Are reassessment opportunities available for all summative assessments? Not applicable
Reassessments are normally available for all courses, except those which contribute to the Honours classification. For non Honours courses, students are offered reassessment in all or any of the components of assessment if the satisfactory (threshold) grade for the overall course is not achieved at the first attempt. This is normally grade D3 for undergraduate students and grade C3 for postgraduate students. Exceptionally it may not be possible to offer reassessment of some coursework items, in which case the mark achieved at the first attempt will be counted towards the final course grade. Any such exceptions for this course are described below.
The course introduces quantitative research methods commonly used in the Social Sciences.

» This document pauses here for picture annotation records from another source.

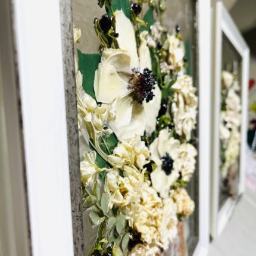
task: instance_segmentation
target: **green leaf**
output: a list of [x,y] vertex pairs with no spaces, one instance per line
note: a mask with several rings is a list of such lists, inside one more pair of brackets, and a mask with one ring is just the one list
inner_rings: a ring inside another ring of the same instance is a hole
[[83,203],[83,207],[88,208],[91,207],[92,205],[96,204],[97,202],[97,198],[92,195],[87,196]]
[[102,171],[99,173],[99,177],[101,180],[103,184],[105,184],[105,177],[106,177],[107,171]]
[[[117,146],[118,142],[118,141],[114,133],[111,133],[107,136],[103,136],[99,140],[101,149],[108,155],[109,154],[108,151],[111,154],[113,152],[113,150]],[[108,148],[106,148],[106,146]]]
[[110,230],[115,223],[115,218],[114,216],[111,216],[108,220],[107,223],[107,231]]
[[[130,18],[130,5],[129,0],[111,0],[111,5],[114,11],[122,10],[125,15]],[[112,17],[111,12],[108,5],[106,5],[106,10],[108,15]]]
[[98,0],[98,5],[101,8],[103,7],[103,5],[104,5],[104,4],[105,4],[105,0]]
[[77,50],[79,70],[83,75],[83,88],[85,91],[95,98],[93,84],[95,71],[101,61],[100,54],[85,54]]
[[94,196],[97,199],[97,201],[99,201],[101,199],[101,183],[98,180],[95,180],[94,182],[92,192]]
[[152,7],[148,9],[146,14],[145,14],[143,20],[144,21],[146,21],[149,26],[148,27],[142,26],[140,29],[141,32],[142,32],[145,30],[150,32],[150,26],[155,23],[155,20],[154,19],[154,10]]
[[118,246],[114,243],[112,249],[112,255],[113,256],[121,256],[121,252]]
[[130,241],[130,233],[126,233],[124,236],[123,237],[122,242],[121,242],[121,248],[123,252],[124,252],[127,249],[128,246],[129,241]]
[[110,202],[110,196],[106,192],[102,193],[101,199],[101,207],[103,213],[106,215],[108,213],[108,202]]
[[120,235],[126,226],[126,216],[123,213],[121,213],[117,217],[117,224],[115,224],[115,229],[117,233]]
[[[96,151],[95,151],[96,152]],[[96,160],[95,160],[95,164],[101,169],[102,168],[108,168],[109,167],[109,165],[108,164],[108,162],[105,161],[96,152]]]
[[100,217],[95,211],[91,211],[89,214],[89,218],[92,225],[99,225],[105,220],[105,217]]

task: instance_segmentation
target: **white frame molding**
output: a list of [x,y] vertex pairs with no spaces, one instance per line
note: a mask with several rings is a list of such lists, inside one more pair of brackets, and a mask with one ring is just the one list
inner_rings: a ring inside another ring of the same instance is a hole
[[220,110],[217,107],[220,105],[221,67],[223,33],[242,57],[242,125],[241,143],[240,155],[240,173],[239,184],[239,198],[244,191],[245,146],[247,130],[247,98],[248,82],[249,77],[249,50],[237,28],[230,15],[222,2],[216,3],[214,15],[214,45],[213,45],[213,127],[212,145],[213,147],[212,157],[212,188],[211,209],[211,236],[214,238],[219,235],[229,220],[235,207],[237,200],[229,198],[220,210],[218,210],[219,192],[219,120]]
[[71,256],[74,251],[60,3],[10,2],[13,4],[32,253]]
[[211,131],[211,1],[197,3],[199,82],[199,241],[193,256],[206,256],[209,246]]

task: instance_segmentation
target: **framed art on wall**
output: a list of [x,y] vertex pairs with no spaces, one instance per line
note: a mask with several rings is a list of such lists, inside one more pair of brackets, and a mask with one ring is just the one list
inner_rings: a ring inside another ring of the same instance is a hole
[[249,49],[221,2],[214,14],[211,227],[218,235],[244,188]]
[[210,1],[51,2],[13,8],[33,254],[206,255]]

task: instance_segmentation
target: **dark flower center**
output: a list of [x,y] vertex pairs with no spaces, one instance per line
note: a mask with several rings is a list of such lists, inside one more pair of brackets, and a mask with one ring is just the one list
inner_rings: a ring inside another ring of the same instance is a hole
[[162,169],[166,173],[166,175],[170,175],[171,173],[173,166],[173,160],[170,155],[166,152],[161,158]]
[[144,99],[149,102],[155,96],[152,91],[155,88],[157,82],[155,76],[148,68],[142,73],[138,68],[133,68],[132,71],[133,74],[129,80],[129,88],[133,90],[133,99],[140,104]]

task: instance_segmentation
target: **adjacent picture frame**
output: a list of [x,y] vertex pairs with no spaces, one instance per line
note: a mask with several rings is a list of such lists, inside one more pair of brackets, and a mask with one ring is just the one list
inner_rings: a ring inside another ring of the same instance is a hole
[[[213,101],[212,101],[212,160],[211,160],[211,208],[210,235],[213,239],[220,234],[229,220],[235,205],[244,191],[245,152],[247,126],[247,98],[249,75],[249,49],[223,4],[216,3],[213,15]],[[238,183],[235,198],[227,198],[220,204],[220,118],[221,103],[221,72],[225,51],[222,51],[223,43],[228,41],[240,58],[241,79],[239,95],[241,101],[241,143],[239,156]]]

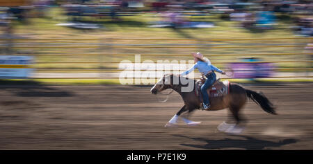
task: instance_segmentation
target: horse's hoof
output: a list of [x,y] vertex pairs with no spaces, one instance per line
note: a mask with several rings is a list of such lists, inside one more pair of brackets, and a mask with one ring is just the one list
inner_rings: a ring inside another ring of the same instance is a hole
[[226,131],[225,131],[225,132],[230,134],[240,134],[242,133],[243,131],[243,127],[234,126],[228,128]]
[[220,123],[217,129],[220,131],[225,131],[230,128],[233,128],[234,126],[234,124],[227,124],[225,121]]
[[199,125],[200,124],[201,124],[201,122],[200,122],[200,121],[198,121],[198,122],[193,121],[191,122],[187,123],[187,125],[188,126],[198,126],[198,125]]
[[171,122],[167,122],[166,124],[166,125],[164,125],[165,127],[177,127],[177,124],[173,124]]

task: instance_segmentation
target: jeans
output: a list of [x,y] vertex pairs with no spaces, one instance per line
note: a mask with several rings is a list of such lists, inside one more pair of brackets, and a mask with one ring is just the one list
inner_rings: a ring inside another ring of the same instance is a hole
[[216,81],[216,75],[214,72],[207,76],[207,80],[205,81],[204,84],[201,86],[201,93],[202,93],[203,102],[205,104],[210,104],[210,101],[209,100],[209,95],[207,94],[207,89],[214,84]]

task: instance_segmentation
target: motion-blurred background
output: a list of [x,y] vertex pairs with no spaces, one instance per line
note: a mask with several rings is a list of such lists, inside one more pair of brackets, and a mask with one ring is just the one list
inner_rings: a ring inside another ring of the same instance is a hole
[[[312,12],[310,0],[0,0],[0,148],[312,149]],[[226,110],[168,131],[178,95],[160,104],[150,85],[120,85],[121,61],[193,52],[281,116],[249,104],[241,137],[216,133]]]

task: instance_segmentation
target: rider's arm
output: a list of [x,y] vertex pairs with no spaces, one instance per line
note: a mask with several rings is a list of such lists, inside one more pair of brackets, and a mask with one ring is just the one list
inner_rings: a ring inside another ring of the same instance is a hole
[[223,73],[222,70],[219,69],[218,68],[217,68],[216,66],[215,66],[214,65],[211,65],[211,69],[212,69],[212,71],[217,71],[219,73]]
[[208,64],[209,66],[211,65],[211,61],[210,61],[208,58],[207,58],[207,57],[203,57],[203,59],[204,60],[204,62],[205,62],[206,63],[207,63],[207,64]]
[[192,72],[197,67],[197,64],[195,64],[193,67],[191,67],[189,70],[186,71],[185,72],[183,72],[180,73],[180,75],[188,75],[189,73]]

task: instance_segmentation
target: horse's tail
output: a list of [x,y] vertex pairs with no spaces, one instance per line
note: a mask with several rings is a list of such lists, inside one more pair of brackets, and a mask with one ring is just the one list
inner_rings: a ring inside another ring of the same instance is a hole
[[249,89],[246,89],[246,92],[247,93],[247,96],[259,105],[263,110],[271,114],[277,114],[273,104],[263,93],[257,93]]

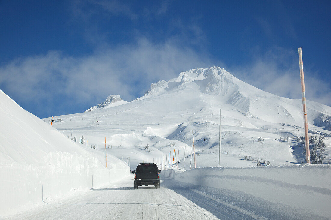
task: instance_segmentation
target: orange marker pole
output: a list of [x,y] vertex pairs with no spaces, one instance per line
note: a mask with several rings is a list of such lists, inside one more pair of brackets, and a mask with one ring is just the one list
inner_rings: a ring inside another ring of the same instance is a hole
[[177,167],[178,167],[178,162],[179,161],[179,148],[178,148],[178,156],[177,156]]
[[173,157],[172,157],[172,167],[173,167],[173,160],[175,160],[175,149],[173,149]]
[[169,159],[168,160],[168,168],[170,168],[170,152],[169,152]]
[[194,135],[193,134],[193,130],[192,130],[192,136],[193,137],[193,153],[194,155],[194,168],[196,168],[195,166],[195,150],[194,149]]
[[106,155],[106,167],[107,168],[107,150],[106,147],[106,136],[105,136],[105,153]]

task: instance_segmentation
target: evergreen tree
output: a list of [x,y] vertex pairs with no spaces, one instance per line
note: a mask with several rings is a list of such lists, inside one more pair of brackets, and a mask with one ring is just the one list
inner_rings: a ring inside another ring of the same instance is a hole
[[260,163],[260,161],[258,160],[256,161],[256,166],[260,166],[261,165],[261,164]]
[[80,138],[80,143],[83,144],[85,144],[85,138],[84,138],[84,135],[82,136]]

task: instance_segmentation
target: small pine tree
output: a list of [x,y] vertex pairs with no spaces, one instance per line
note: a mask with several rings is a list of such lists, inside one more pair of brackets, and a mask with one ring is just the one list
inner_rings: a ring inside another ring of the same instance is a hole
[[82,136],[80,138],[80,143],[84,144],[85,144],[85,138],[84,137],[84,135]]

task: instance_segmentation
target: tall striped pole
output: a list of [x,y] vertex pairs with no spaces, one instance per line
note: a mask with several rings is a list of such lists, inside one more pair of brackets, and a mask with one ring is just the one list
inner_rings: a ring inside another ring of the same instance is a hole
[[305,136],[306,141],[306,160],[310,164],[310,152],[309,150],[309,137],[308,134],[308,120],[307,119],[307,107],[306,106],[306,95],[305,90],[305,78],[304,77],[304,65],[302,63],[302,52],[301,48],[298,49],[299,54],[299,66],[300,67],[300,77],[301,81],[301,92],[302,93],[302,108],[304,110],[305,122]]
[[219,144],[218,145],[218,165],[221,165],[221,109],[219,109]]

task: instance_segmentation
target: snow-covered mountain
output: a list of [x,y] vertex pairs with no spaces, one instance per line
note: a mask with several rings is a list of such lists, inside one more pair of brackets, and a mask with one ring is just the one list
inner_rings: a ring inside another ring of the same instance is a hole
[[[331,107],[310,101],[307,105],[309,132],[326,136],[329,149]],[[110,151],[118,158],[130,157],[134,169],[135,163],[158,163],[159,157],[169,151],[172,155],[175,149],[182,163],[185,147],[185,156],[190,155],[193,130],[197,165],[206,166],[218,164],[220,109],[222,165],[255,166],[260,158],[272,165],[304,160],[303,148],[296,141],[304,134],[301,100],[262,91],[218,67],[190,70],[152,84],[144,95],[129,103],[61,116],[64,121],[54,127],[66,135],[73,129],[91,144],[102,144],[106,136]],[[245,156],[255,160],[243,159]],[[326,156],[324,163],[331,158]]]
[[106,107],[107,108],[110,108],[127,103],[127,102],[128,102],[124,101],[121,98],[119,95],[111,95],[107,97],[106,101],[104,102],[99,104],[97,105],[95,105],[93,107],[91,107],[84,112],[91,112],[98,109],[104,108]]

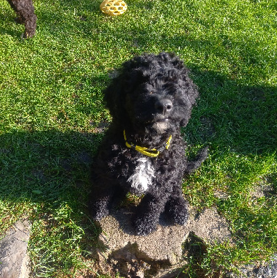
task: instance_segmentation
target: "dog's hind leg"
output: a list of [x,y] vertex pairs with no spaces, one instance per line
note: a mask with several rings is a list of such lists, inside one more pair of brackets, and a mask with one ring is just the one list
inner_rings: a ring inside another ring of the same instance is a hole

It will provide you with an opportunity to acquire skills in research design, data collection and data analysis. You will learn how to use a statistical programme for social scientists (R).
A grounding in quantitative methods will allow you to understand a wider range of academic literature, better understand the social and political world, and provide an important transferable skill attractive to employers.
Specific topics will include: why quantitative research matters; research design and research questions; sampling and questionnaire design; introduction to statistical analysis; univariate statistics; relationships between variables; the mis-presentation of data; ethical issues.
Intended Learning Outcomes of Course
By the end of this course students will be able to:
■ demonstrate an understanding of the basic principles of quantitative research design and strategy;
■ select appropriate quantitative research methods for use in different research settings and be able to explain and justify your selection;
■ construct research hypotheses and demonstrate basic skills in question formulation and questionnaire design;
■ assess the use of quantitative research methods in the secondary literature;
■ use R to manipulate and analyse basic data;
■ present research findings clearly and concisely in text, tabular and graphical forms;
■ apply quantitative research methods to your specific discipline.
Minimum Requirement for Award of Credits
Students must submit at least 75% by weight of the components (including examinations) of the course's summative assessment.